Introduction to Evaluation Scenarios
Accuracy Evaluation
Service-Oriented Accuracy Evaluation
Function Description: Evaluate the prediction accuracy of a model deployed as a service on specific datasets.
Requirements: The model has been deployed, and its actual service capabilities need to be tested.
Model Tasks and Dataset Tasks Supported by This Scenario:
Model Tasks: 📚 Service-Oriented Inference Backend
Dataset Tasks: 📚 Open-Source Datasets and 📚 Custom Datasets
After selecting the model task and dataset task according to your usage needs, refer to the document for detailed usage of this scenario: 📚 Service-Oriented Accuracy Evaluation Guide
Pure Model Accuracy Evaluation
Function Description: Evaluate the accuracy of locally loaded models (non-service-oriented) on different datasets.
Requirements: Offline model weights and a deployment environment.
Supported Items:
Model Tasks: 📚 Local Model Backend
Dataset Tasks: 📚 Open-Source Datasets and 📚 Custom Datasets
After selecting the model task and dataset task according to your usage needs, refer to the document for detailed usage of this scenario: 📚 Pure Model Accuracy Evaluation Guide
Performance Evaluation
Service-Oriented Performance Evaluation
Function Description: Evaluate the operational efficiency (throughput, latency) of a service model in a real deployment environment.

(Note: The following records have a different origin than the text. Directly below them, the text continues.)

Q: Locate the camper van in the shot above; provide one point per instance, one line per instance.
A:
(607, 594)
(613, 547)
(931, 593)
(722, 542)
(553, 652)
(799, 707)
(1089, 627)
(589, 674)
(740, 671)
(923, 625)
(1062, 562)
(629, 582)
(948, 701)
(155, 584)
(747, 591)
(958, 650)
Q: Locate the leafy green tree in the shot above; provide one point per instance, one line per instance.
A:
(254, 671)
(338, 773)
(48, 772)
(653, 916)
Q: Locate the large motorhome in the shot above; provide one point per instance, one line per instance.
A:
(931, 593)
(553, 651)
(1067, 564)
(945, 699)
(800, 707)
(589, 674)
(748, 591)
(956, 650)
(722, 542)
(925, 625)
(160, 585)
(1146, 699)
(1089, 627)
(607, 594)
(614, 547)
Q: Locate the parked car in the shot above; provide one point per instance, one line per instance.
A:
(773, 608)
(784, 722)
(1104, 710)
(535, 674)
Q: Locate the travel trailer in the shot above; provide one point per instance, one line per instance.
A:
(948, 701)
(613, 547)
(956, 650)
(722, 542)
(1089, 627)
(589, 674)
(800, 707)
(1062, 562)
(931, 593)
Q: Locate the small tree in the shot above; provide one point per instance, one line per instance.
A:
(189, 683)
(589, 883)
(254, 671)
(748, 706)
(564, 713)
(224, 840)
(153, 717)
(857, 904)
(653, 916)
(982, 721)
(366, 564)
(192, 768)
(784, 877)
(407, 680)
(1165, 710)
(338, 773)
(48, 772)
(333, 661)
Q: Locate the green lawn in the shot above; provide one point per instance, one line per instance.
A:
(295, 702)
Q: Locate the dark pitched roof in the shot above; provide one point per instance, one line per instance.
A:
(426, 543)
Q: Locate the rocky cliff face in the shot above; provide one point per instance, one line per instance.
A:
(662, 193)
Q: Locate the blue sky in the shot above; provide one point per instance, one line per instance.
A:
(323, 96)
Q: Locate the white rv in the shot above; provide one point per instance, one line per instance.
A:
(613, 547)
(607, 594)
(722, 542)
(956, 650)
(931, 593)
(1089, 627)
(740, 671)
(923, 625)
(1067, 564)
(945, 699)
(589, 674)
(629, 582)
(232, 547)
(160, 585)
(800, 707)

Requirements: The model inference service must support access via a streaming interface.
Supported Items:
Model Tasks: Streaming interface types in 📚 Service-Oriented Inference Backend
Dataset Tasks: All data types in 📚 Supported Dataset Types
Note: The cache size occupied by performance evaluation is proportional to the context length of requests and the number of requests, so it usually increases positively with the evaluation duration.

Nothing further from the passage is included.